Today, the situation worsens the world food program trying to provide aid to the Yemen people are being weaponized by the Houthi. Many of children and people in need of food aid are from Houthi controlled areas. The UNICEF has helped tremendously to help the Yemen people, they have treated more than 343,000 children from severe acute malnutrition, helped 6.9 million people access emergency safe water, reached 2.5 million children under the age of 5 with primary health care, and vaccinated over 11.8 million children under the age of 15 against the measles. But there is still more to be done for the Yemen people, there are ways we as people can help. Donating money to organizations determined to fight the hunger crisis in Yemen, and donating to medical aid organizations, we are helping others provide essential care to those who most need it and saving valuable lives.

Both Saudi Arabia and Houthis are to blame for the worsening situation in Yemen.
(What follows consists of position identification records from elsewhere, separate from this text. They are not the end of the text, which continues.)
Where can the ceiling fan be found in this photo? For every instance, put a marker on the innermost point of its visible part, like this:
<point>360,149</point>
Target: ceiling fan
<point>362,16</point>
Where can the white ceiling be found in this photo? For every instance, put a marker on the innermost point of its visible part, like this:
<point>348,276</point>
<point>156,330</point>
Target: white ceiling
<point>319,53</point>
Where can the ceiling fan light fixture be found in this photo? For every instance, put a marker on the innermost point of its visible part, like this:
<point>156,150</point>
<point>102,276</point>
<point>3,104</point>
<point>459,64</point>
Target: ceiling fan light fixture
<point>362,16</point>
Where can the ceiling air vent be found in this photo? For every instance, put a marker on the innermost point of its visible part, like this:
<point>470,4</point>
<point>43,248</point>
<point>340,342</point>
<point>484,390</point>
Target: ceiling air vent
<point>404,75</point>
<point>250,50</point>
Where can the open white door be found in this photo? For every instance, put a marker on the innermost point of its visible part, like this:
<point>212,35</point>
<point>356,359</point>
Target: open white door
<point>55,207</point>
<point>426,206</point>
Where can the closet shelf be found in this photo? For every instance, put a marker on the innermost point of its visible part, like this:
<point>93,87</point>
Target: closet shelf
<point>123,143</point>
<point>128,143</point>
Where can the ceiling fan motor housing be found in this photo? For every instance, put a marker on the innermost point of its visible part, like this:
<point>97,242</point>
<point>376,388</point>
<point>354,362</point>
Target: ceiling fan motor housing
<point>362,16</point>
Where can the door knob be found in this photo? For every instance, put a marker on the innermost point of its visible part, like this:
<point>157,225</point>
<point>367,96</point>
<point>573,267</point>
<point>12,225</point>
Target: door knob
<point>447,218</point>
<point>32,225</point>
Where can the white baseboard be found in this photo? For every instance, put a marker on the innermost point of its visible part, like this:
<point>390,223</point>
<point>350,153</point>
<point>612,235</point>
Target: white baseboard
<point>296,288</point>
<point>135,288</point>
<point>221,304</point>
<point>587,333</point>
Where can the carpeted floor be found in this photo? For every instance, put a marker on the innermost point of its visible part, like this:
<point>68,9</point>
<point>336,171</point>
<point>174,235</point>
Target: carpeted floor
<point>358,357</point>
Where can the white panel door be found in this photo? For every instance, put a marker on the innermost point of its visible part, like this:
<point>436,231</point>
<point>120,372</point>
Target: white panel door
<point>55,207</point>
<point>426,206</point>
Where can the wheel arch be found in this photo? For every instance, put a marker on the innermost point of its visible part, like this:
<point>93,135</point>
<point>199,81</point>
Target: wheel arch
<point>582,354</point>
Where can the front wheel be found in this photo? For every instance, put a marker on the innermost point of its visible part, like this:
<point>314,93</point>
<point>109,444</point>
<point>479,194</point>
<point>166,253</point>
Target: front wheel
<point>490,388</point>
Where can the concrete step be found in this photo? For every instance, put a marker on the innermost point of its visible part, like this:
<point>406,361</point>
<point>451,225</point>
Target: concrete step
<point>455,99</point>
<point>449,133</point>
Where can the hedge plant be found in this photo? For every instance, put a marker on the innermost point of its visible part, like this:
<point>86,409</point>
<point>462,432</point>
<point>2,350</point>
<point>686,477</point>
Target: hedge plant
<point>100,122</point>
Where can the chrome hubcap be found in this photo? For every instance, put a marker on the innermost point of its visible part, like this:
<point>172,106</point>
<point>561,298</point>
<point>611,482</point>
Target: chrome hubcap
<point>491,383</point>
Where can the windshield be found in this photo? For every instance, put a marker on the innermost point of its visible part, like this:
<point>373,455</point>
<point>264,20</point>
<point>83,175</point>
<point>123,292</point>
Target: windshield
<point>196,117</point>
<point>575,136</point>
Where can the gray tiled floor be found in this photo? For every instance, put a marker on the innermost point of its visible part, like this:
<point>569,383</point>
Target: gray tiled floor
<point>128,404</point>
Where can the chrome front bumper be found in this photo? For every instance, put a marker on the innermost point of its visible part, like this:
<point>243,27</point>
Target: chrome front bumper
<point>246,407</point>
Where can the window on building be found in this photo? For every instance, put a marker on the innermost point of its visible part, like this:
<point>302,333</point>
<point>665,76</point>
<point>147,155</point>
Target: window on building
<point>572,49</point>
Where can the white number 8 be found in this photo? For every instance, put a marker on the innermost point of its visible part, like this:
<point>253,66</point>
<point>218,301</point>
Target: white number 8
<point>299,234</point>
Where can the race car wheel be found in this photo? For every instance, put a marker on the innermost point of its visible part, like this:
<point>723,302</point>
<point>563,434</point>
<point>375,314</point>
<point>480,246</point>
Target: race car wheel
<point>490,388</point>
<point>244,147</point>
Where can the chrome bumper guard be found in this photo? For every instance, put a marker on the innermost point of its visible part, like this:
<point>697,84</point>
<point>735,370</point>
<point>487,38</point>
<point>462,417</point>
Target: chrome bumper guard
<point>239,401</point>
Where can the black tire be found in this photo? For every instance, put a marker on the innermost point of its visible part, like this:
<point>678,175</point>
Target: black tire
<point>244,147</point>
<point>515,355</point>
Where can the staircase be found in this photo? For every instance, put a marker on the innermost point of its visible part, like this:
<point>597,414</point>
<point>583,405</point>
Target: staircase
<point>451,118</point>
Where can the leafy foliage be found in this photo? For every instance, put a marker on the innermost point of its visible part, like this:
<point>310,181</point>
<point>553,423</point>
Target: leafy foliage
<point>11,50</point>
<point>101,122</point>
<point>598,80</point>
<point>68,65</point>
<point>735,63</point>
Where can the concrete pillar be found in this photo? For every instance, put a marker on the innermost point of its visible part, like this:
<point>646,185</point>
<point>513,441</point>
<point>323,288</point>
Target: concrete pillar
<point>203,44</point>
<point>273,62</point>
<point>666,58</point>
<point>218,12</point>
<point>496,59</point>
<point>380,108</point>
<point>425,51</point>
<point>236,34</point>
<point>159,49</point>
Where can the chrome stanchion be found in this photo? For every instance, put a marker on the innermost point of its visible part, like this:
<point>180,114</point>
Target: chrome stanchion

There is no foreseeable end to this long unnecessary argument. If both parties cannot sit down and come to an agreement it will mean the situation in Yemen will only worsen for the children, men and women who live there. Through donations, spreading the word to network medias and higher up authorities we can make it possible to make change happen and save lives. The Yemen people need help in fighting from a corrupt system trying to silence them.

 

Sources:

“Quick Facts: What You Need to Know about the Crisis in Yemen.” Mercy Corps, 13 Aug. 2020, www.mercycorps.org/blog/quick-facts-yemen-crisis.

 

“Yemen.” UNICEF, www.unicef.org/appeals/yemen.html.